Phineas remarkably survived the incident with all of his mental faculties intact, but even that’s not why his name is still commonly mentioned in neurology circles today. No. Gage’s fame began to spread not because of the ways in which he was the same after the accident, but because of the ways he was different.

According to his physician at the time, Gage’s personality was greatly altered after the iron was removed:

He is fitful, irreverent, indulging at times in the grossest profanity, which was not previously his custom.

Gage’s incident was the first definitive proof that the key to our personalities lay in our physical brains and not in some harder to define realm. Not only that, but because his injuries were to one specific area of the brain, there seemed to be an obvious connection between it and personality.

The fascination with Gage’s case didn’t die out with the people and science of his time.
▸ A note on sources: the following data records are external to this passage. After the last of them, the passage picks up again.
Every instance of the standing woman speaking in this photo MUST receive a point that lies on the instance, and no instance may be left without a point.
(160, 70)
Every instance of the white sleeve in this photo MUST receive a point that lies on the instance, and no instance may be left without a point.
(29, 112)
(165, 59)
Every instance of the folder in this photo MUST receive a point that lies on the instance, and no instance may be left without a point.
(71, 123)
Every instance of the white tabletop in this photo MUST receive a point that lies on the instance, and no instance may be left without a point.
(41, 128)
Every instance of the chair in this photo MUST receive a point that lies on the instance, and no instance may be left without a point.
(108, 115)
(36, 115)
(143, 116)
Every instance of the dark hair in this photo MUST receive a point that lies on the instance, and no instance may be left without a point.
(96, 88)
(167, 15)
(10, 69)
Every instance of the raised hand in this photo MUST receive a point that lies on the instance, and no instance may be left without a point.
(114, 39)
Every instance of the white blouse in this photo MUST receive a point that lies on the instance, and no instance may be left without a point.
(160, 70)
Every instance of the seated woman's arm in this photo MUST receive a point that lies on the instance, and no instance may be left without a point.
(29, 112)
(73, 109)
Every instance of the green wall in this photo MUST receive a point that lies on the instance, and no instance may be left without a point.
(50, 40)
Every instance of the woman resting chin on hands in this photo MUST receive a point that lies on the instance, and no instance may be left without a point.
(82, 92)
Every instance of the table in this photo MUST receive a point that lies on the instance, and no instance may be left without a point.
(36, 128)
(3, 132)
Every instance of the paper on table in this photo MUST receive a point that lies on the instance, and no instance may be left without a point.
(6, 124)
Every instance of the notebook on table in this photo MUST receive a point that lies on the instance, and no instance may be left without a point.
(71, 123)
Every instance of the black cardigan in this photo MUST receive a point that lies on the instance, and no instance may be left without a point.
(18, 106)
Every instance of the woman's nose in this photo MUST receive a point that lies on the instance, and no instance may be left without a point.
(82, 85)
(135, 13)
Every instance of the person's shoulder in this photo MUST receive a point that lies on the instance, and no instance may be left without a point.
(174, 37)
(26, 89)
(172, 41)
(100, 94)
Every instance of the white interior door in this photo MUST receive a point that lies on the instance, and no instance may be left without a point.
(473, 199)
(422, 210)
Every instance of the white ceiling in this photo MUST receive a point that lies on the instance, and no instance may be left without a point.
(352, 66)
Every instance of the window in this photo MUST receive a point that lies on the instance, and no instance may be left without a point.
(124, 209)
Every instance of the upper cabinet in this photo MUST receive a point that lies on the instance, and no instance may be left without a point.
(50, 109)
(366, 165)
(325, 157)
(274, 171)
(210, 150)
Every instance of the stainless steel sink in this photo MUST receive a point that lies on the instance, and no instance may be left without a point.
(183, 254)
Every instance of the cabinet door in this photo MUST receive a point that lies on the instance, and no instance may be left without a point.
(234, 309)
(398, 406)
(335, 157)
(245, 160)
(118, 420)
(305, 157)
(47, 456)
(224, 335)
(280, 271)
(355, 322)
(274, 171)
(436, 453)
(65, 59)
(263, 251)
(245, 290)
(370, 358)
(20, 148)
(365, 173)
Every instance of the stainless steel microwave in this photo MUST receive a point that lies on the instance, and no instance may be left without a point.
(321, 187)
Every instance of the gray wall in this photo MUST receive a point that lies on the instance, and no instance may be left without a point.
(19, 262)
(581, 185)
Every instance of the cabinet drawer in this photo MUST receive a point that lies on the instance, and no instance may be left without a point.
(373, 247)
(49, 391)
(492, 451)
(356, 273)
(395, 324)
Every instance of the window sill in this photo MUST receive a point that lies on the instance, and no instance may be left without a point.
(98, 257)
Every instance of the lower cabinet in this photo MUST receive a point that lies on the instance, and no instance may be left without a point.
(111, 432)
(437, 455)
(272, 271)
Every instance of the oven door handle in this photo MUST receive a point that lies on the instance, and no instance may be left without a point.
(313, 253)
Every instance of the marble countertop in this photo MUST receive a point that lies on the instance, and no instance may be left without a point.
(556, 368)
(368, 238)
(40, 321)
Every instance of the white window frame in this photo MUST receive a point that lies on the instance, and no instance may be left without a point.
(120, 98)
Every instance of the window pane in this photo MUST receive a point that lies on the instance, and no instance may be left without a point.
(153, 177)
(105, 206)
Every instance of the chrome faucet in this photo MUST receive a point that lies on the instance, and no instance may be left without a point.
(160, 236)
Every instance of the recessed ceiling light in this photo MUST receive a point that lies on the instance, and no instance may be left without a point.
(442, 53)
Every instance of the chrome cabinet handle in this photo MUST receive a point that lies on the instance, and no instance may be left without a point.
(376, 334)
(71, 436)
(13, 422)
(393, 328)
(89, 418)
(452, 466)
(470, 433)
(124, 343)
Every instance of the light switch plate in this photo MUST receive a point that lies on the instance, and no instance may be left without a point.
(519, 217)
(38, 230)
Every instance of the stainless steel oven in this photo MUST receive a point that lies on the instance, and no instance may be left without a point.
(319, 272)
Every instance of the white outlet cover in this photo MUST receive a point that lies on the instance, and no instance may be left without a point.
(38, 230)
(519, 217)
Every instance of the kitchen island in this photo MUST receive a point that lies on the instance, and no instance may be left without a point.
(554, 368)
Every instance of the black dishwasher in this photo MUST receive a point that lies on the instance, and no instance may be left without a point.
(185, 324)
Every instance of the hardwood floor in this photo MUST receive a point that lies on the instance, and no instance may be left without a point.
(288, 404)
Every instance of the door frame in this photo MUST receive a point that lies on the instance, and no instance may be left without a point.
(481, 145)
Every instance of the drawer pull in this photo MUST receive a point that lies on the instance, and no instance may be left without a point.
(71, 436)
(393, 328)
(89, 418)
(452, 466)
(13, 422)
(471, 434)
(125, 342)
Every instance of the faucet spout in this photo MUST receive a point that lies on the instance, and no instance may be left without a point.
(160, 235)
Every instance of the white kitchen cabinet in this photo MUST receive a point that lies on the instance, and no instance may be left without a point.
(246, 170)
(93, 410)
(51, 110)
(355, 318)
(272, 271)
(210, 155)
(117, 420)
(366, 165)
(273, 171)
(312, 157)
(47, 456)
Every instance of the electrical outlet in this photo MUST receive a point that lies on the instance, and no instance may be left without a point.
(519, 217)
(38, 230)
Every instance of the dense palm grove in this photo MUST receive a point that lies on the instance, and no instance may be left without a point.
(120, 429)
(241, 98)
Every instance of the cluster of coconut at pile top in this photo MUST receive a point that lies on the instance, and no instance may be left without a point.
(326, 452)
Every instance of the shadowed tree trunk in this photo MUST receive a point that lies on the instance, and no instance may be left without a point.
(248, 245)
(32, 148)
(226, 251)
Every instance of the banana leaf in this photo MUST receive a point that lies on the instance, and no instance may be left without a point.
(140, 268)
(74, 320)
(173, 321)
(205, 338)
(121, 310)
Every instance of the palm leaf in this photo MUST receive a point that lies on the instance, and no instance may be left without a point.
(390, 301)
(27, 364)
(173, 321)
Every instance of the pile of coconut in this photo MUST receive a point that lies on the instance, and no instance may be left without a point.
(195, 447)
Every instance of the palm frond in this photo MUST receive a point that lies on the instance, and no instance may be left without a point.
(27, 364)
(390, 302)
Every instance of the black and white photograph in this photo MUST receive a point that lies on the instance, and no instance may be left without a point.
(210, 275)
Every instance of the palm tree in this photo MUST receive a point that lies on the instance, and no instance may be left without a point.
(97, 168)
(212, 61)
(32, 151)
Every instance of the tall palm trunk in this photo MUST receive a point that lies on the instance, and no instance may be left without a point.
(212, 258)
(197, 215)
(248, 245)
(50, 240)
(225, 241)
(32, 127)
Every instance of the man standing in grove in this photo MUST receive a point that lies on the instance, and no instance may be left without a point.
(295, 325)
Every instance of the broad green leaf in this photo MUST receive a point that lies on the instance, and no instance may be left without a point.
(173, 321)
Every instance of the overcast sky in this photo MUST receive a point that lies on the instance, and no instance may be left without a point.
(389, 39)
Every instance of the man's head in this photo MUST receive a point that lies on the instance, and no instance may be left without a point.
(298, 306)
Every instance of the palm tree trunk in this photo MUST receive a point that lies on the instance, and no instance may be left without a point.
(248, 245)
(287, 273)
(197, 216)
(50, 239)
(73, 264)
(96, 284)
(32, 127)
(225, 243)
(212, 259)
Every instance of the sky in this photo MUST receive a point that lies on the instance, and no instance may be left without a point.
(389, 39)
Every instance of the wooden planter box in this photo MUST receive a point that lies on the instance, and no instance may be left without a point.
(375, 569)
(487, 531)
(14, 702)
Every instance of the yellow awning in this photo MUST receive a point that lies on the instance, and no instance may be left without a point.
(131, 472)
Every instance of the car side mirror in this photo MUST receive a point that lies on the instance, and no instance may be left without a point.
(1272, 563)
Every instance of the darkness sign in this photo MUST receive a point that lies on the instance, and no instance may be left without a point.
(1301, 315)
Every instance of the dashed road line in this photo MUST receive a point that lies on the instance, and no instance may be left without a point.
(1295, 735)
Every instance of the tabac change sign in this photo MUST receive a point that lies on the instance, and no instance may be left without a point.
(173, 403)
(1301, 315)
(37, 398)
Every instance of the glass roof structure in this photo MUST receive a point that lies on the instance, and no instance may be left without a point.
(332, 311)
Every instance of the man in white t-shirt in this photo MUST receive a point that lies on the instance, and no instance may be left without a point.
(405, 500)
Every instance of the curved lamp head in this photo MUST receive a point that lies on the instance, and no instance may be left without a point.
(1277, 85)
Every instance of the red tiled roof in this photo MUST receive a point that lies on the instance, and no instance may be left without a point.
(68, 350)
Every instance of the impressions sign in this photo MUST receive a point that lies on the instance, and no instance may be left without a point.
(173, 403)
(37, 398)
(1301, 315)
Researchers in the 40s, 80s, and then again in the 90s have all mapped the tamping iron’s trajectory in an attempt to understand just how the objects destructive path affected Gage’s personality.

Photo Credit: Wikimedia Commons

Gage’s case is still relevant today in more ways than one (and for reasons other than morbid fascination, too). For one, people do still sustain serious injuries of this kind. For another, Gage lived a dozen years after his incident and recovered from the personality changes within two to three years. He held a skilled job during that time, as well.

He died when he was 36 from an epileptic seizure that was almost surely related to his injury. His skull is on display at the Warren Anatomical Museum in Boston, MA.